Der Junggesellenverein Oudler wurde offiziell 1982 gegründet. Doch schon über hundert Jahre zuvor kümmerten sich Junggesellen in Oudler um die Brauchtumspflege und das interne dörfliche Kulturleben.

Erster Präsident wurde der bereits verstorbene Werner Lentzen, der jedoch  nach kurzer Zeit abdanken musste und so das Feld für Reinhold Fank räumte. Als Vereinswappen und Maskottchen wurde damals der Löwe ausgesucht, der auch heute noch dem Verein vorsteht. Um zu finanziellen Mitteln zu gelangen und um die Ziele, und auch Wünsche der Vereinsmitglieder zu erfüllen, organisierten die „Greenhorns“ erstmals größere Feste, wie zum Beispiel der so genannte „Gründungsball“ in der Depothalle von Walter Reinertz. Neben der Präsens bei Dorffeiern und auch der intensiven Brauchtumspflege erwies sich der JGV als „Mädchen für alles“, wenn im Dorfkern wieder „Not am Manne“ war. Präsident Reinhold Fank folgten Harald Bantz, Kurt Bous, Manfred Duprez, Gert Greven und Gerd Hennen.

Aktiv in vielen Bereichen

In den 1990er Jahren erwies sich der JGV Oudler als eine der Triebfedern der Müllsammelaktion in der Gemeinde.  Die Reuli-Aktion wurde u.a. durch den Vorstand unseres JGV zusammen mit dem JGV Auel-Steffeshauesen und Aldringen in Kooperation mit der Gemeinde und der DG organisiert. Dabei wurden die Straßenränder und Flüsschen (Kajak-Aktion auf der Our) der jeweiligen Dörfer vom Müll befreit. Auch zeichnete sich der JGV durch diverse Teilnahmen an Aktivitäten im Ausland aus: sei es nun Fußballturniere in Koblenz oder aber Rundballenrennen in Rommersheim, der JGV Oudler vertrat überall erfolgreich die Vereinsfarben und machte durch die Kollegialität und die interne Geschlossenheit auf sich aufmerksam. Im Dorf selbst ist der JGV eher bescheiden und still. Als Mitgarant und Gestalter der Kappensitzung und des Karnevals in Oudler konnten in der Vergangenheit bereits wunderschöne Motivwagen geschaffen werden. Auch ist es mittlerweile Tradition, dass der Karnevalsprinz aus den Reihen des JGV stammt. Weitere Brauchtümer, für die sich der JGV einsetzt, sind: das Burgbrennen, der Maikranz, die Maienacht, das Kirmesbaumaufrichten und das Krugschlagen.  In den vergangenen Jahren finanzierte der JGV zudem einige Dorfprojekte, wie beispielsweise die Totenkapelle oder aber die Schulchronik im Jahre 1996.

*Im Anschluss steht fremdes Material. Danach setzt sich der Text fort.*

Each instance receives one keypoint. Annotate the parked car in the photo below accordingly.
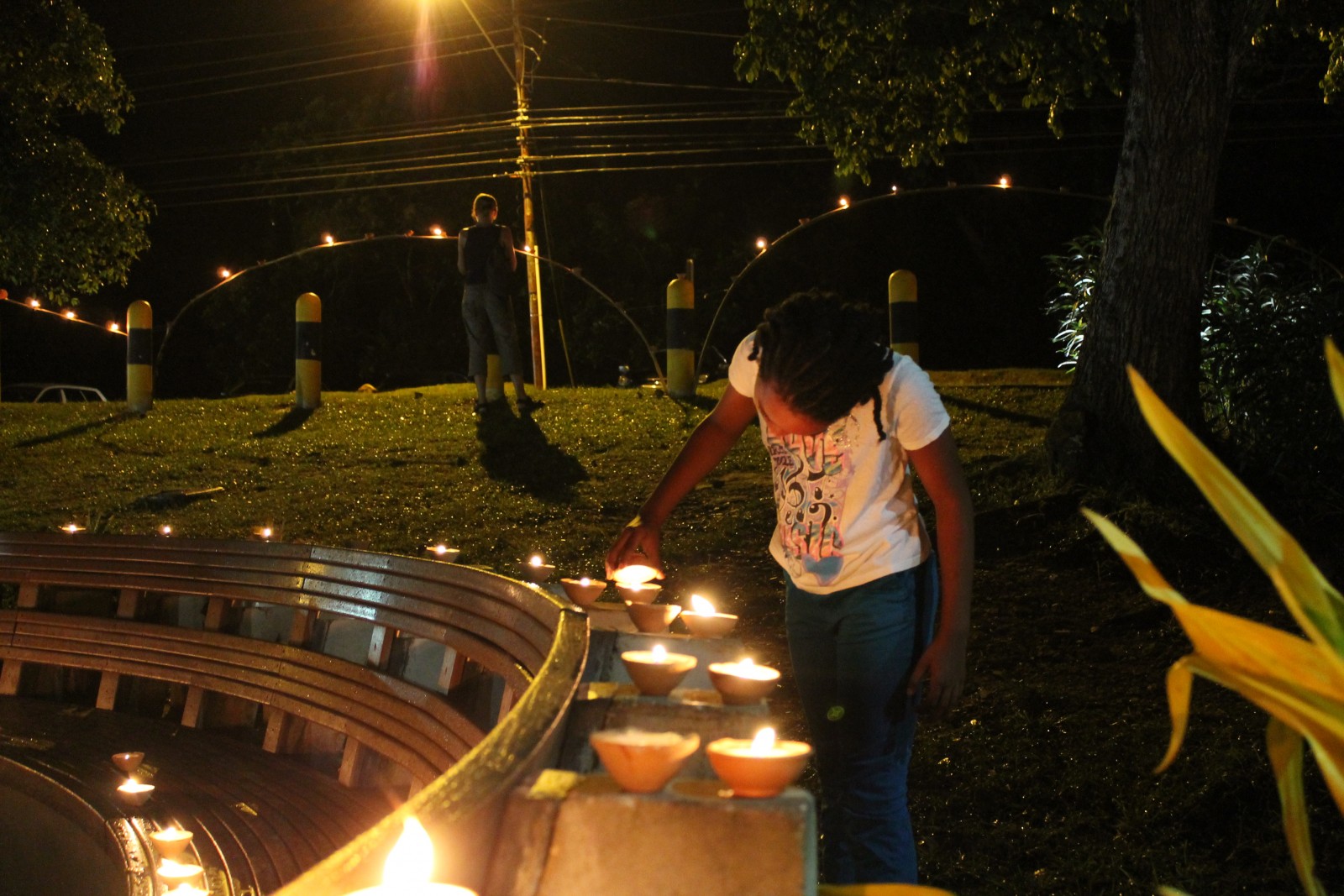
(51, 392)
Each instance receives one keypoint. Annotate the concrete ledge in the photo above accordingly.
(577, 836)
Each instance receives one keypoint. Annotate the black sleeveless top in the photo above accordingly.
(479, 250)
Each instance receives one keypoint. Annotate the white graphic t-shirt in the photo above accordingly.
(844, 501)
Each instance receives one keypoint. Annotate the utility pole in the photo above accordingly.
(524, 172)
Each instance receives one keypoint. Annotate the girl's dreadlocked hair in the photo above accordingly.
(820, 355)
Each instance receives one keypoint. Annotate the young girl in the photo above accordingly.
(486, 259)
(842, 417)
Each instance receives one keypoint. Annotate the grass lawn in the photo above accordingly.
(1039, 783)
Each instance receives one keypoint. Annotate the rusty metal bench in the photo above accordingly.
(531, 641)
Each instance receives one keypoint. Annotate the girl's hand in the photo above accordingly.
(638, 543)
(942, 671)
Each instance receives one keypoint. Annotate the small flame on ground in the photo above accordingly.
(412, 860)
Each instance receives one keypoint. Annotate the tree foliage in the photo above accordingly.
(71, 223)
(902, 80)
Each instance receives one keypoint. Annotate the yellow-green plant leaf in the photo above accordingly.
(1314, 602)
(1285, 757)
(1180, 681)
(1335, 362)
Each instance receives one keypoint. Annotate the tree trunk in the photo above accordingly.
(1147, 305)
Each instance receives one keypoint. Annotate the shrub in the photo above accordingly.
(1263, 324)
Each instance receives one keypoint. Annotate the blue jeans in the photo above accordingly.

Humpenball – Tradition seit 27 Jahren

Der erste Humpenball wurde 1989 organisiert, als man ein Angebot preisgünstiger Porzellan-Humpen aus der damaligen CSSR erhielt. „Hochwertiges Porzellan mit Handmalerei zu einem Preis von nur einem Dollar!“. Da griffen die pfiffigen Junggesellen natürlich zu und planten ein ausgiebiges Biergelage, wie man es sonst nur aus dem Fernsehen von Bayrischen Oktoberfesten her kannte. Umso enttäuschter waren sie, als das Geschäft mit den CSSR-Geschäftsleuten plötzlich platzte. Da man sich bei den 20 geladenen Junggesellenvereinen natürlich nicht blamieren wollte, musste kurzerhand ein neuer Bierseidelhersteller gefunden werden, der auch fristgerecht liefern konnte. Das Fest wurde zu einem tollen Erfolg und die Humpen mit dem typischen alljährlich andersmotivigen Vereinslöwen fanden reißenden Absatz. Fortan wurde der „Humpenball“ am ersten Wochenende nach Ostern zum festen Bestandteil des regionalen JGV-Veranstaltungskalenders.

Die Steigerung erfuhr diese Veranstaltung, als man aus dem doch zu kleinen Vereinslokal in ein Festzelt umsiedelte. Hier war die Bierfeststimmung noch realer und besser. Auch versuchte der JGV stets für Programmhöhepunkte an den Humpenbällen zu sorgen: so gastierten bekannte Top-Gruppen wie die „Strandjungs“, „A.B.Joe“, „MayQUEEN“, „Frank Gallingale“, „Wallstreet“, „Atlantis“, „No Limit“ und „Crossing“. Heute sind im Durchschnitt 3500 Besucher an den beiden Humpenfesttagen in Oudler präsent.  Der Zeltplatz ist seit nunmehr 2012 oberhalb des „Kiireschenböschs“ angesiedelt.